Ende des 18. Jahrhunderts wurden in der Schweiz die ersten zivilen Blasmusikvereinigungen gegründet und sie waren im 19. und 20. Jahrhundert von grosser gesellschaftlicher Bedeutung, weil sie für viele die einzige Möglichkeit waren, ein Instrument zu erlernen und sich das Notenlesen anzueignen. Die Instrumente wurden den Mitgliedern oft von privaten Gönnern zur Verfügung gestellt. Diese Bildungsfunktion verloren die Musikvereine erst mit dem Aufkommen der Jugendmusikschulen in den 1970er und 80er Jahren.

Abgesehen von wenigen Märschen, Liedern, Tänzen und Chorälen fehlte im 19. Jahrhundert ein eigenständiges Blasmusikrepertoire, so dass leistungsfähige Blasmusikvereine vornehmlich Bearbeitungen von Orchesterwerken, Opern- und Operettenthemen spielten. Vor dem Zeitalter von Grammophon und Radio verbreiteten v.a. die Blasmusikvereine bei Platz- und Promenadenkonzerten diese Melodien aus Oper und Operette. Erst nach 1900 entstanden Originalkompositionen für Amateurblasmusiken.
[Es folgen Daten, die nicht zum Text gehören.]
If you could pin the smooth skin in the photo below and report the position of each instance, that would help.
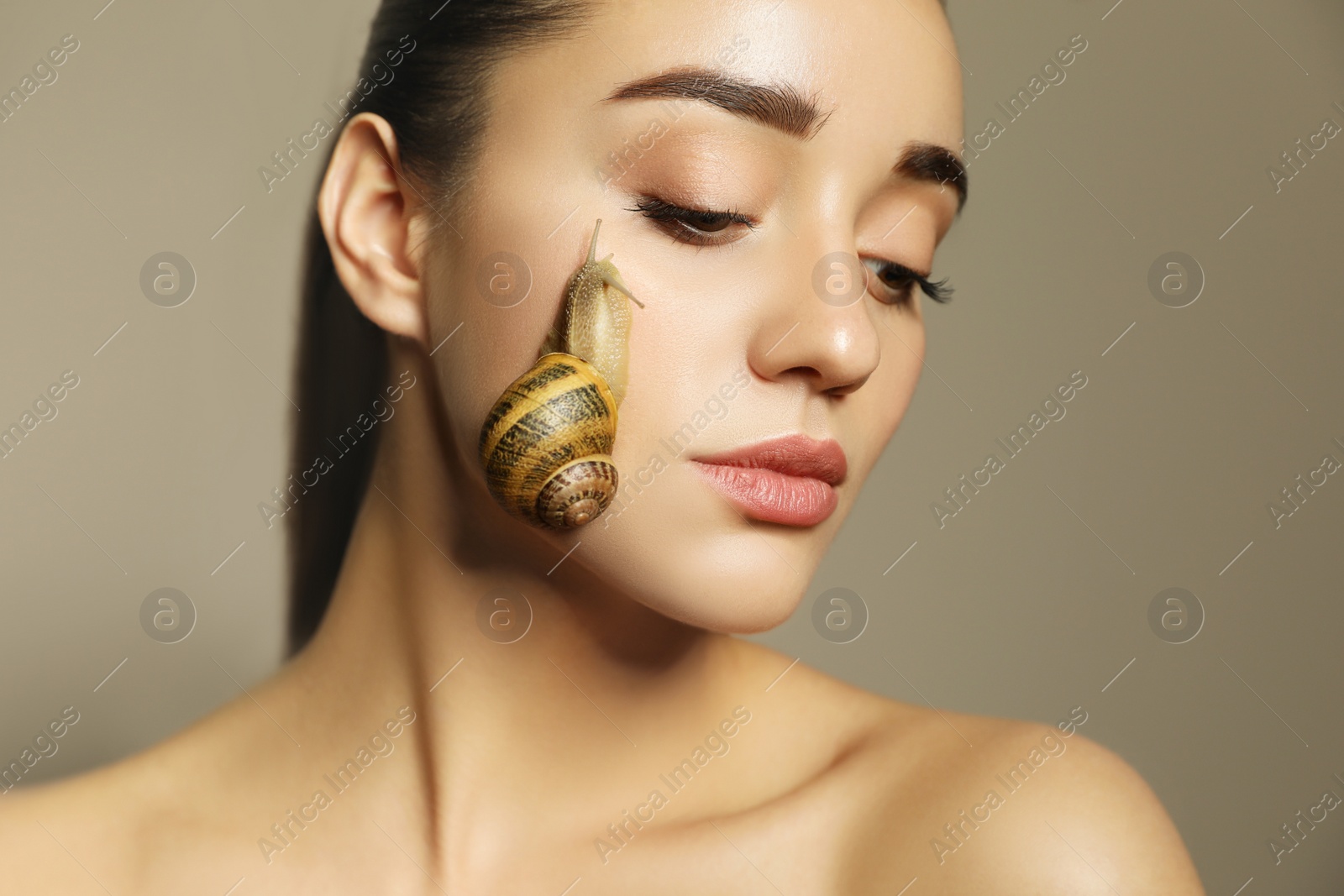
(517, 762)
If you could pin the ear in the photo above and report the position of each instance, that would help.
(365, 208)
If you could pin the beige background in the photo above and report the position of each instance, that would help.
(1026, 605)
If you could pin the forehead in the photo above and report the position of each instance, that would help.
(884, 71)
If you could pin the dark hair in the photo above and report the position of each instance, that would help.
(437, 102)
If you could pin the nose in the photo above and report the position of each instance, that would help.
(820, 328)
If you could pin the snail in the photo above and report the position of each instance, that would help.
(546, 445)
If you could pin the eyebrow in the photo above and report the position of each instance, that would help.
(785, 109)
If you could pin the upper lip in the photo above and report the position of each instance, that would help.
(790, 454)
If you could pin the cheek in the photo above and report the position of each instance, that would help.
(878, 407)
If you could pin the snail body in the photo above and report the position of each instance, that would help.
(546, 445)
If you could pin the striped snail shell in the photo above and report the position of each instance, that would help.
(546, 445)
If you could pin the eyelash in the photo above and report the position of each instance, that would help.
(680, 223)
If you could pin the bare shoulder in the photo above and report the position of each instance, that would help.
(104, 829)
(1015, 806)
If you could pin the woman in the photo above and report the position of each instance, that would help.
(486, 705)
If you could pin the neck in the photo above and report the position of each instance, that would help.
(521, 665)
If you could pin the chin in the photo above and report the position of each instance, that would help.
(685, 553)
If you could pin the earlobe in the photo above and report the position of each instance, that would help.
(365, 210)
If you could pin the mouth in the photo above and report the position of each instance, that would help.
(788, 479)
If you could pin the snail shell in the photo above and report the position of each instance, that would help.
(546, 445)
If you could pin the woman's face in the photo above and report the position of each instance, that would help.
(749, 331)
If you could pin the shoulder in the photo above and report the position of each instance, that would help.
(1018, 806)
(107, 829)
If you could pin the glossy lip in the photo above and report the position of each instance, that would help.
(788, 479)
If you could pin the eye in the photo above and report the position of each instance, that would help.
(692, 226)
(900, 282)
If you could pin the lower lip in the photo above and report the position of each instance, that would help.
(772, 496)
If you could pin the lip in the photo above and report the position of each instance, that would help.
(788, 479)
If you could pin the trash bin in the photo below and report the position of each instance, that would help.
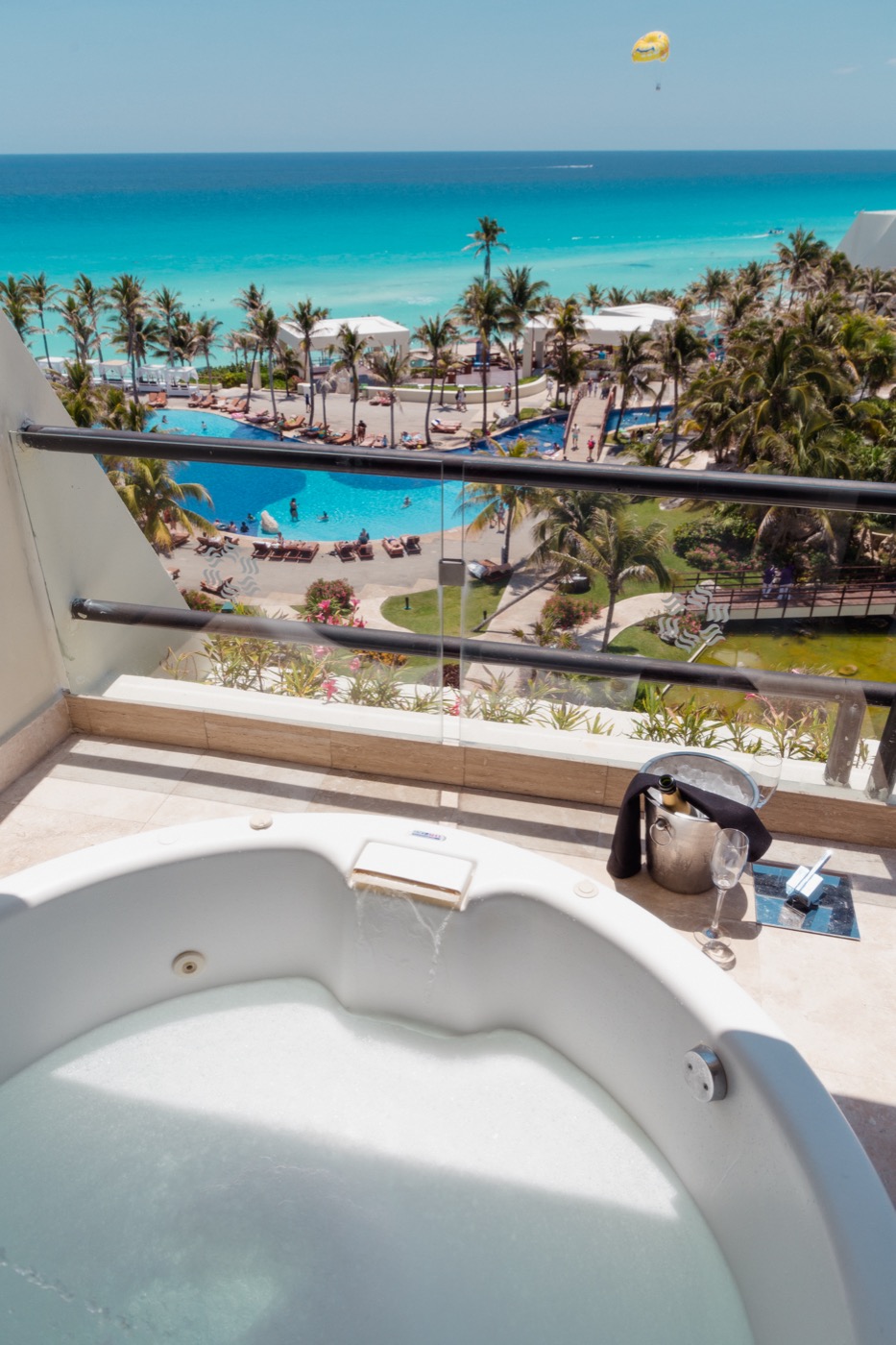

Bedeutung hatten die Musikvereine auch durch ihre Repräsentationsfunktion. Grössere Anlässe wie Dorffeste und Umzüge wurden und werden teils heute noch stets von Musikvereinen musikalisch umrahmt. Dies führte dazu, dass verschiedene politische Gruppierungen ihre eigenen Blasmusiken gründeten. So gab es in vielen Dörfern zwei Blasmusiken, eine katholisch-konservative und eine liberale. In Industriegebieten entstanden ab der Wende zum 20. Jahrhundert auch Arbeiter-Blasmusiken, die an den Manifestationen der Arbeiter- und Gewerkschaftsbewegung, etwa dem 1. Mai, auftraten.

Bei den Blasmusikvereinen existieren heute vier verschiedene Besetzungstypen:

  • Die Harmoniemusik, die mit Blech- (u.a. Trompete, Horn) und Holzblasinstrumenten (u.a. Flöte, Klarinette, Oboe) sowie Schlaginstrumenten besetzt ist,
  • die Blechbesetzung (Fanfare), die eher ortsgebundenen Möglichkeiten als einer allgemeinen Besetzungsnorm angepasst ist (u.a. Flügelhörner, Trompeten und Schlagwerk),
  • die Metallharmonie (Fanfare mixte), die neben Blechblasinstrumenten aus Saxophonen und gelegentlich Flöten, Klarinetten und Schlagwerk besteht, sowie
  • die Brass Band mit einer standardisierten Blechbesetzung nach englischem Vorbild (u.a. Kornette, Hörner und Schlagwerk).

 

Schweizer Blasmusikverband SBV

Die Schweizer Blasmusiken sind in Verbänden zusammengeschlossen. Sektionen (Vereine) bilden. Kantonalverbände. In grösseren Kantonen existieren auch Regionalverbände und in einzelnen Kantonen Jugendmusikverbände. Der Dachverband ist der 1862 gegründete Schweizer Blasmusikverband SBV (ursprünglich Eidg. Blechmusikgesellschaft, ab 1905 Eidg. Musikverein, seit 1989 unter heutigem Namen). Der Schweizer Blasmusikverband umfasst heute über 2'200 Vereine mit rund 90'000 Aktivmitgliedern.